GRETA THUNBERG VS PASTORCITOS DE FATIMA

Una de las cosas más irritantes de la modernidad es el intento constante de imponer una mala copia de la cosmovisión católica. Cada manifestación, liturgia o sacramento católico tiene su correspondiente replica ridícula. Remarcando en los mismos, eso sí, que los “tiempos oscuros” quedaron atrás, y que mejor manera de demostrarlo que la copia en versión choni-poligonera de cada elemento que da sustancia a la Fe católica. No podía quedar fuera de esta imitación constante la figura de los profetas, aunque poniendo esta vez el acento no en las ofensas a Dios sino en las realizadas al “medio ambiente”.

Esto no sería ningún problema si la Iglesia no hubiese comprado esta mercancía, tan averiada como grotesca. En la Iglesia ha habido de todo, 2000 años dan para mucho, pero no se encuentra similitud a lo que estamos viendo en estos momentos. La imagen bufonesca que se empeña en presentar sólo mueve a la tristeza a aquellos que la amamos, y al desprecio a aquellos que la odian. Y es curioso, porque todos estos gestitos y abrazos al mundo se hacen para intentar ganarse su favor.

En nombre del Evangelio se ha adoptado una estrategia claramente anti-evangélica(1).

Este planteamiento debía, necesariamente, llevar a un cambio en los modelos de santidad propuestos por los jerarcas de la Iglesia.

Pocas veces se ha puesto más de manifiesto que el pasado miércoles santo. El Papa Francisco saludaba a la activista sueca Greta Thunberg, reverso tenebroso de aquellos pastorcitos que en Fátima no pararon de mortificarse por la salvación de nuestras almas y el consuelo del Señor(2).

Estos últimos quedaron enterrados por aquel Papa, definido como “bueno”, cuando en el discurso inaugural del Vaticano II hizo referencia a ellos, sin nombrarlos, como “profetas de calamidades”, y dio por inaugurada la nueva alianza entre el mundo y la Iglesia. Una idea que a nadie se le había ocurrido en 2000 años y que haría derramar ríos de misericordia sobre la humanidad.

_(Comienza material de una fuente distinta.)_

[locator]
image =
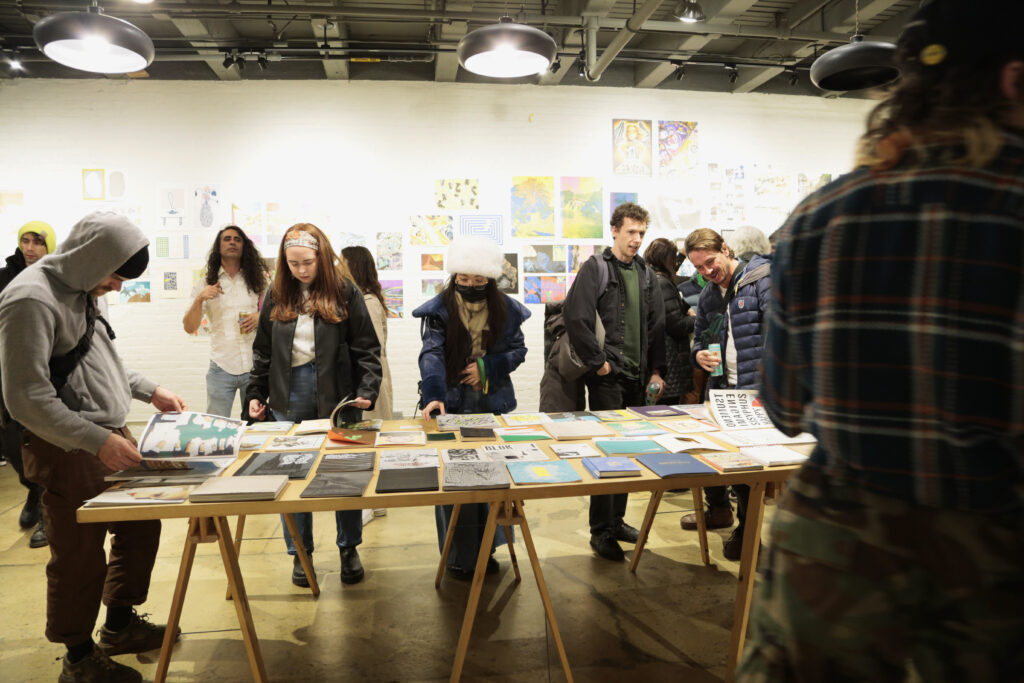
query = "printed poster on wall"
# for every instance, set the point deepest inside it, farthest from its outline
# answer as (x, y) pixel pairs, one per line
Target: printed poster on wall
(677, 146)
(532, 206)
(582, 217)
(631, 146)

Desde entonces, cuanto más ha odiado el mundo a Cristo más estrecha han intentado los jerarcas que sea la alianza: protestantes, judíos, anglicanos, musulmanes, masones, comunistas etc. Todos han sido bien recibidos porque todos, de alguna manera, buscaban y/o encontraban a Dios con sus diversas ideas, ideologías, teorías o fantasías. Y todas ellas eran dignas de respeto, ¡faltaría más!

Así, tras un giro de 360 grados nos encontramos en el mismo punto que antes de la llegada del Mesías, con un par de salvedades importantes: el moderno mundo pagano es amargado y carece totalmente de originalidad.

Volviendo a la niña sueca. Justo antes de los días más importantes del calendario litúrgico Francisco paraba unos segundos, en la Plaza de San Pedro, con la “activista sueca”, y le animaba a “seguir luchando”. Una chica que tendría que mover a la compasión, por el uso que los políticos y los medios están haciendo de ella, por las sandeces que dice, que cualquier progenitor amoroso debería corregir pues a ningún padre en su sano juicio nos agradaría ver a un hijo deslizarse por esa pendiente, y por el más que probable problema de salud mental que la chica parece tener, y que se agravará con el tiempo si nadie intenta corregirlo.

Incluso el portavoz vaticano Alessandro Gisotti se refería a ella en rueda de prensa.

Una muestra más de los tiempos, la Iglesia dice que hay que escuchar a los jóvenes sobre qué Iglesia quieren, ¡como si estuviese en su mano decidirlo!, y el Parlamento Europeo da voz a una niña de 15 años para que les indique como salvar el planeta.

Un liderazgo tal para cual.

Capitán Ryder

(1)“Si el mundo os aborrece, sabed que a mí me ha aborrecido antes que a vosotros”.

(2) Atrás quedaron los modelos de esos niños callados, humildes, piadosos y contemplativos. El mensaje de que fueron portadores es un estorbo desde hace varias décadas.